Cultural Route of the Council of Europe

A Cultural Route of the Council of Europe

The European Route of Historic Thermal Towns is one of over 38 routes certified by the Council of Europe, all based on themes which are important to the cultural heritage of Europe.

The Cultural Routes Programme was launched by the Council of Europe in 1987 with the Route of Santiago de Compostela, perhaps Europe’s most famous pilgrim route, chosen as a symbol of European unification and identity, built, as Europe was, “on a shared history of exchanges and encounters between people with different backgrounds, nationalities and beliefs”. Since then, linear paths and themed networks have joined the Programme - over 3 decades promoting values through culture, contributing to cultural tourism and economic development.

Learn more about the Cultural Routes Programme

The Institute of Cultural Routes, based in Luxembourg, describes the Cultural Routes as "Grassroots networks promoting the principles which underlie all the work and values of the Council of Europe: human rights, cultural democracy, cultural diversity, mutual understanding and exchanges across boundaries. They act as channels for intercultural dialogue and promot e a better knowledge and understanding of Europe"

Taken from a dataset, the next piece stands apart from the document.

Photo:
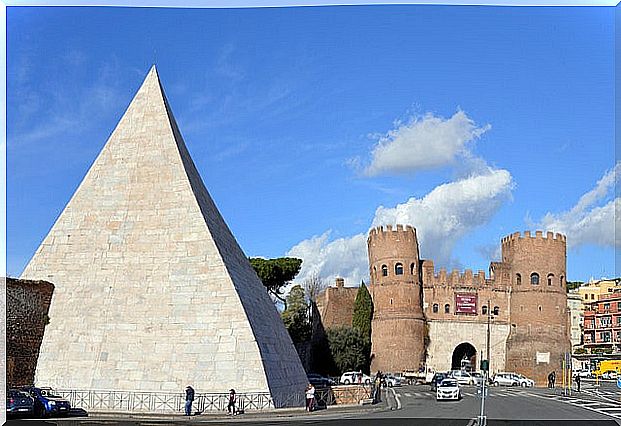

The Cultural Routes preserve and enhance Europe's natural and cultural heritage as a factor for improving the living environment, acting as a source of cultural, social and economic sustainable development. In enriches the tourism sector with new products based on cultural and heriatge tourism, bringing new jobs and having an impacts on SMEs and innovation. It also helps to tackle seasonalitiy in tourism,and to facilitate education and learning , as well as promoting and preserving cultural identitities.

The certified Cultural Routes are re-evaluated every three years.

In 2010 the European Route of Historic Thermal Towns was officially approved as a Cultural Route of the Council of Europe, in accordance with Resolution CM/Res (2007)12. Granting that certification, this supranational institution acknowledged the value and singularity of Europe's thermal tradition and its contribution to the continent's history and identity. Since then, the EHTTA has been managed this permanent European network, committed to encourage the integrated development of spa towns and safeguard their heritage.

Being a part of the Council of Europe’s Cultural Route Programme is extremely important to EHTTA and its members, as it allows access to shared experience with almost 40 other European thematic cultural routes, and gives a platform from which to apply for sources of funding.